THE FIRST PARAGRAPH GIVES EVIDENCE TO CONRAD BLACK’S IDIOCY: ” I am not one of those whom she can possibly include as making an ad hominem attack on her; I don’t know her, and have never commented on her as a person. She expends considerable space and robust vocabulary attacking “conventional, tightly blinkered historiography” and especially historians from several eminent American universities. Again, this has no possible application to me. I am a stand-alone Roosevelt biographer.”
Wow…no ad-hominem attacks? Is he kidding? In his NRO hissing he did not refute a single one of her assertions but called her “a right wing loopy” who might have “been house trained.” Refined scholars don’t speak that way….maybe convicted fraudsters like him do.
And his comments on Yalta “She ignores the fact that Yalta gave the West all it wanted, including independent and democratic states in Eastern Europe, and that Stalin had to violate that agreement to impose Soviet occupation, starting the Cold War.” He is a historian? No he is a stand alone cur….rsk
http://www.nationalreview.com/node/358122/print
Diana West has exercised her right of rebuttal to the heavy barrage of criticism her book American Betrayal attracted, and mentioned my column in this space on the subject several weeks ago as one to which she was replying. I was deemed to be in the “echo chamber” of a number of critics most of whose comments I have not read. Her book made some startling assertions and attracted severe rejoinders, including mine. I don’t know most of those whom she purports to contradict, and I will not join the minute, line-by-line connection she draws between passages of her book and specific charges by Ron Radosh. I am not one of those whom she can possibly include as making an ad hominem attack on her; I don’t know her, and have never commented on her as a person. She expends considerable space and robust vocabulary attacking “conventional, tightly blinkered historiography” and especially historians from several eminent American universities. Again, this has no possible application to me. I am a stand-alone Roosevelt biographer.

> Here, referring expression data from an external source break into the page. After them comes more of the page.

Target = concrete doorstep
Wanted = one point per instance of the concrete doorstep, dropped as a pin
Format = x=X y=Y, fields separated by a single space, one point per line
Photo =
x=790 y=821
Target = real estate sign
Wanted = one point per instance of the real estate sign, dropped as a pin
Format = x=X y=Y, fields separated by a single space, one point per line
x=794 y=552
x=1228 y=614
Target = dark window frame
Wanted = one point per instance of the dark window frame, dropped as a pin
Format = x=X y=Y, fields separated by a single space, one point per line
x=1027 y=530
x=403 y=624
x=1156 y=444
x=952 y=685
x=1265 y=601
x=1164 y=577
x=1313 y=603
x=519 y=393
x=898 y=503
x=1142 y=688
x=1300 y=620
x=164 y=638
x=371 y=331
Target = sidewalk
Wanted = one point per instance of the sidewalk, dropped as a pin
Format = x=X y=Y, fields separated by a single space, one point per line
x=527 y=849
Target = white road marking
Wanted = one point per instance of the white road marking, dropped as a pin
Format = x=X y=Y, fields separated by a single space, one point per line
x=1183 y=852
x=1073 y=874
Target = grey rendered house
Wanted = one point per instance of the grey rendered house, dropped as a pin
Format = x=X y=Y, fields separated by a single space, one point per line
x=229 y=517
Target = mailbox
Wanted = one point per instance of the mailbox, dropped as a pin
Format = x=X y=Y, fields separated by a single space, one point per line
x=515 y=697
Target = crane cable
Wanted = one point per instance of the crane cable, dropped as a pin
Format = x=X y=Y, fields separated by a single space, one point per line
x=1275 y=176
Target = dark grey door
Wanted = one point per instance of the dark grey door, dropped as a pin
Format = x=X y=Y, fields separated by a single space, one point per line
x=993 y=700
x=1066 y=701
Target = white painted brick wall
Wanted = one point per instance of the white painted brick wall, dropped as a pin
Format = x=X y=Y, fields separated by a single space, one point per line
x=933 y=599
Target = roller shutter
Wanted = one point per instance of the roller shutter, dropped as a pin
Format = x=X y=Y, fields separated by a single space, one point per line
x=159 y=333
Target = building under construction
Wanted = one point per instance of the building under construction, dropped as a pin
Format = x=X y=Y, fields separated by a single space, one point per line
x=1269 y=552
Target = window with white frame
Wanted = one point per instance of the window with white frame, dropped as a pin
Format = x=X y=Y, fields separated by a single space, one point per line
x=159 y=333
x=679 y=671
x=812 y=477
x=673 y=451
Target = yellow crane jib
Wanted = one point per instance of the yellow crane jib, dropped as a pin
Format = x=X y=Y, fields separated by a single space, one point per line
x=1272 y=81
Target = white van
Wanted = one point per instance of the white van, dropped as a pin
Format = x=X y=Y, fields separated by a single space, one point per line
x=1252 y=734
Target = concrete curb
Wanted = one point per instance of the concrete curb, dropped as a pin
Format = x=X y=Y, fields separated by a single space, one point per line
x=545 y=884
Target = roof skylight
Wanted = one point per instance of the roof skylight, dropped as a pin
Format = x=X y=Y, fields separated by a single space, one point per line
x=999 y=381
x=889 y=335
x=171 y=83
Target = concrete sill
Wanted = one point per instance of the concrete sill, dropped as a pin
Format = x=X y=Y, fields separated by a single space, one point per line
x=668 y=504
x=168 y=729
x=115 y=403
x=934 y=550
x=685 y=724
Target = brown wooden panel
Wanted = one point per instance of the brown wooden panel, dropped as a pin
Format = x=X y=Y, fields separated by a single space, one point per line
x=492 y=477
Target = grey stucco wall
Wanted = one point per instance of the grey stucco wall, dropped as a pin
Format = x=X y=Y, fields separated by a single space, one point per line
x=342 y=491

The basic rebuttal process she uses, of miring the exchange in dogmatic argument about the precise meaning of particular words, is a time-honored method of breaking even in the opinion of readers and onlookers by boring everyone in equal-opportunity, no-fault, total-immersion nitpicking. But it is not really successful. Ms. West rises up like a cobra in self-righteous anger at the imputation to her of the opinion that “the FDR administration was ‘run’ by Soviet agents.” But she affirms that “the strategic placement of hundreds of agents of Stalin’s influence inside the U.S. government and other institutions amounted to a de facto occupation. . . . The vast and deep extent of Communist penetration, heretofore denied, had in fact reached a tipping point to become a de facto Communist occupation of the American center of power.”
Precisely these words were among those to which I objected. There were Communist sympathizers and outright Soviet agents in all American administrations from Woodrow Wilson to George H. W. Bush, as there were in all foreign governments (and as there were Western agents in the Soviet government, because naturally and ideologically adversarial regimes do spy on one another), and there were probably more such agents in the Roosevelt administration than in other American governments, which is unsurprising given economic conditions in the Thirties and the common war effort from 1941 to 1945. But there is no evidence, in Ms. West’s book or elsewhere, that they materially influenced policy, any of them, on either side.